I thought never to write again, and for several moons I did not. But it is now the moon which at its ends means we will plant, and tonight J came to my house in the night.

He came quietly and commanded Sara and me to wake no one. This is what he said: Kapock, I come to see what has happened while I was in the Star Tower . But I do not want the others to know I came, for they must expect me only in the harvest moon, and not look for me at other times.

And so Sara and I promised.

Then J read all we had written. He cried twice. Once when he read what Sara wrote about J himself, and once at the end of it when I wrote. He said to me: Oh Kapock, you have done wisely, not foolishly. It was a hard choice and no one could have done better, not even me.

But I said, You could have done better, for you see into men's hearts and you would have known that Linkeree planned to burn the house, and that Hux planned to take it away from him.

And J said to me: That is true. But my power is not the power of a man, and you did all that a man could do.

And you, too, Sara, he said. You did wisely and well, and I will say the same punishment on Hux that you said, for there is nothing a man can do that is worse than what Hux did, which is to make another man do your will by striking him without thought for his life. And if a man kills another man, or a woman kills, either one, then the man or woman who has killed man or woman, he will also be killed.

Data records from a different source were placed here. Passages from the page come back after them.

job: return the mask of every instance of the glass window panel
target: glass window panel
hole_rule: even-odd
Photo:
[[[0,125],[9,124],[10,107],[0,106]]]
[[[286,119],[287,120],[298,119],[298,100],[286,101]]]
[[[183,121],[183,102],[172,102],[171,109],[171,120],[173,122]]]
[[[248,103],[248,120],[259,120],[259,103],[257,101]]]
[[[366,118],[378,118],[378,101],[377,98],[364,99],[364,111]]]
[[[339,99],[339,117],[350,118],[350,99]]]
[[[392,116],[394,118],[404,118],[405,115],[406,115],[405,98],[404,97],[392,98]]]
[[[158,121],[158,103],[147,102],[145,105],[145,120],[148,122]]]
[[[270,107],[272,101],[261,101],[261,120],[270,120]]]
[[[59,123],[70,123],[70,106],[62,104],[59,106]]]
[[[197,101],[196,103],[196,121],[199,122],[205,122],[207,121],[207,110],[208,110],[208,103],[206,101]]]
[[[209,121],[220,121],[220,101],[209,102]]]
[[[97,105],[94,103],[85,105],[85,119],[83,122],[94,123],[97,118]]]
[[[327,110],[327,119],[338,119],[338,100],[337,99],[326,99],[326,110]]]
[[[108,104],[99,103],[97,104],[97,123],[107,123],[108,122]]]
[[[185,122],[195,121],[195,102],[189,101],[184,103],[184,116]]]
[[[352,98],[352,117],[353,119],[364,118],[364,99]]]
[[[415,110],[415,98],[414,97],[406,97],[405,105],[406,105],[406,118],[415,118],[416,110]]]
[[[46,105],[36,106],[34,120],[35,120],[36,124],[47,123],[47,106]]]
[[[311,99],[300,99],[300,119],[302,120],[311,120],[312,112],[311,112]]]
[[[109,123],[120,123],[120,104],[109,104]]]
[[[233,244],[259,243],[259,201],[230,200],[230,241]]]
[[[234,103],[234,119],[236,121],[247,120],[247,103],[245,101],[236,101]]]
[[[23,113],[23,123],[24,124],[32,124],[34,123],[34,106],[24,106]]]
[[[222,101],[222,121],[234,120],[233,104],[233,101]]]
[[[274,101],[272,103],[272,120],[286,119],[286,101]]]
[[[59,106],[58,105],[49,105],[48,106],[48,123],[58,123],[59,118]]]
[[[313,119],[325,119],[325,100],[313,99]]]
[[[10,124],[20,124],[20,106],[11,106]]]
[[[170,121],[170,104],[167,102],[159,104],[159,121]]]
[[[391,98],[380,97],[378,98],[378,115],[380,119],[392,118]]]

And who will kill him? Sara asked.

All the people will kill him, Jason answered. This is an ugly thing, but it is the only way to keep a strong man from killing the weak who will not do his way.

I will never do it, Sara said.

But others will, J said. And I thought he looked sad as he said it.

Then J went out of the house and took me with him. The moon was not full, but it still was bright and so were the stars, and we could see for a long way. We could see even the mountains to the south, which are so far that we could never go to them.

J said to me, All of this that you can see, it is not even the hundredth part of the world.

I asked him what is the world.

He said to me, The world is round like a berry and we stand on its face. And it flies through the air.

I said to him, Is this why there is wind?

But he looked sad and said, No Kapock, for we move with it and do not feel its motion. But this I did not understand, for how can a thing move and not know that he moves?

But I asked him a question because he seemed to be ready to answer questions, and I asked him a question I had thought of often.

I asked him Who makes all these things? When you bring the Ice People from the Star Tower every year at harvest time and we feed them and teach them to walk and talk, where do they come from? And who made the Star Tower ? And the forests? For I know who made the houses and the fields, for I make them myself. And I know who makes the children and the new lambs and the calf oxen, but I do not know what makes the Ice People.